Dual Burdens of RA, MASH Raise CVD Risk: Rayan Salih, MD

Research presented at the recent ASPC 2025 Congress on CVD Prevention shows that among patients who have both rheumatoid arthritis and metabolic dysfunction–associated steatohepatitis (MASH), there are significantly higher rates of non–ST-segment elevation myocardial infarction (NSTEMI), STEMI, worsening heart failure, arrhythmias, and stroke. Rayan Salih, MD, Northeast Georgia Health System, who presented the poster, “Beyond the Liver and Joints: The Synergistic Effect of Rheumatoid Arthritis and Metabolic Dysfunction-Associated Steatohepatitis on Cardiovascular Outcomes: A Propensity Matched Analysis,” explains that inflammation may be the underlying reason for the higher rates of these cardiovascular (CV) conditions. As a result, these high-risk patients need to be treated aggressively and early, she says.

This transcript has been lightly edited for clarity; captions were auto-generated.

Transcript

What CV outcomes were most influenced by the synergistic effect of rheumatoid arthritis and MASH?

This study looked at patients with MASH, also known as MASH cirrhosis previously, and patients who had rheumatoid arthritis. We had these 2 groups compared to patients who only had MASH cirrhosis. We wanted to see if the presence of both of them increases the risk for cardiovascular events. We did the propensity matching, where we basically tried to match the 2 groups to several factors to make the 2 cohorts similar and eliminate confounders. We did that, and we ran the analysis, and we found that the group with both diseases really have significantly higher cardiovascular events, including STEMI, NSTEMI, heart failure exacerbation—all of these are really, really high—even arrhythmias as well, and strokes.

Given the propensity-matched analysis, what key confounding variables may have accounted for the synergistic effect?

We looked at the demographics between the 2 groups. We matched for sex, we matched for age, we matched for race and insurance status to match the socioeconomic status. We also matched for medications, the disease-modifying medications, and also the biological agents, as well as GLP-1 [glucagon-like peptide 1] and prednisone use. These were the 4 medications that we used. We also matched for the common comorbidities between the 2 groups and the common comorbidities that precipitate cardiovascular events, so we can get as clean data as possible. One of the limitations, I think, was the severity of the disease that we can tell because we mainly use ICD-10 [International Classification of Diseases, Tenth Revision] as the coding system for coding now.

What are the implications of these findings for risk stratification and holistic management of CVD in patients with both conditions?

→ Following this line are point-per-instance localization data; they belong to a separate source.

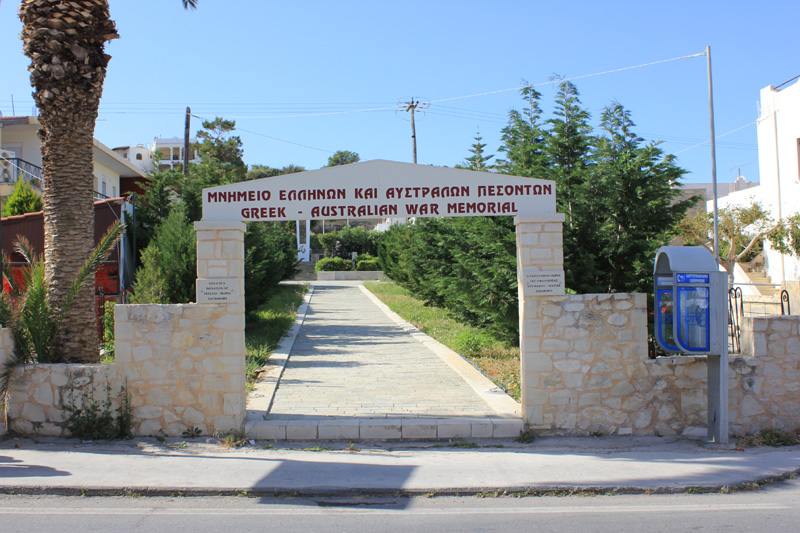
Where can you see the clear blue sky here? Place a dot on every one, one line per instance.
(299, 70)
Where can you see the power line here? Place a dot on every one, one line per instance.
(717, 137)
(568, 79)
(274, 138)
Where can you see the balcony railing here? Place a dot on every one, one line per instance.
(13, 169)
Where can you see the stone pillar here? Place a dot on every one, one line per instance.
(220, 259)
(540, 276)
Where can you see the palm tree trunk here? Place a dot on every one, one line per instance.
(65, 41)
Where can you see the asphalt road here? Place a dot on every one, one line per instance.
(772, 508)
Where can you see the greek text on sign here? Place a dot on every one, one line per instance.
(379, 189)
(218, 291)
(543, 282)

It's an observational study. I wish we could find causality doing these types of studies, but unfortunately, it's just for observation, and we really need to think of that and try to come up with new prospective studies. What I personally think, why both of them are causing all of this? I think they share the common inflammatory condition situation. I think both of the conditions increase the inflammation, the endothelial remodeling, and all of that precipitates the cardiovascular disease. I think we should stratify these groups as really high risk and start really optimizing the comorbidities and all other risk factors, and maybe aggressively start treating these conditions by starting early disease-modifying agents and biological agents, as well as controlling the metabolic aspect by exercising more and eating healthier, so it's all a holistic approach for this situation.